Sprinkling water, especially on the head, is an efficient mean for heat loss that could be used during the race. But the key determining factor of performance under hot climate is the availability of water during the race; the maintenance of fluid balance is clearly a key issue for the performance of riders, according to Bigard.
"During uphill cycling, the role played by convection is markedly decreasing, and heat loss results mainly from sweat evaporation. Such situation is at risk of body fluid loss, dehydration and failure of performance," Bigard said.
Tour de France teams consist of eight riders as well as separate team vehicles that carry different clothing, such as rain jackets, and other necessities so the teams are prepared for variable weather.

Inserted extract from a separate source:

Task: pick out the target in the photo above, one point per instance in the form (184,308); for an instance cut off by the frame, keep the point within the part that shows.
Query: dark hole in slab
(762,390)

Luxembourg's Bob Jungels speeds downhill during the tenth stage of the Tour de France cycling race over 158.8 kilometers (98.7 miles) with start in Annecy and finish in Le Grand-Bornand, France, Tuesday, July 17, 2018. (AP Photo/Peter Dejong)
Often, the teams will ride tightly bunched together in diagonal line in an effort to shield the rider who has the best time from the wind.
The main grouping of all the riders (about 176 in total) in the Tour de France is known as the peloton. Strong crosswinds can often wreak havoc in the peloton and cause the pack to become separated.
According to Velon, an engagement platform for cycling fans, crosswinds can turn a simple stage into a complicated and dangerous one.
Teams will often use the winds as a way to outmaneuver their competitors.
"If a group or an individual attacks in strong winds, it can be impossible for the chasing riders to catch them," Velon states.
"Crosswinds can turn what should be a very straight forward stage, like a flat sprinter's stage, into a major tactical battle," Duffey said. "Crosswinds can force breaks in the field on a stage that all of the favorites usually finish with the same time in the peloton."
"Teams that are unprepared for a crosswind can see their general classification contender lose significant amounts of time," Duffey said.
In the event that weather becomes too extreme, it's not uncommon for race organizers of large stage races to scale back portions of the course to minimize the potential health effects of weather conditions. This happened in the 1996 Tour de France when the ninth stage was reduced from 109 miles (176 km) to 28 miles (46 km) due to snowy climbs.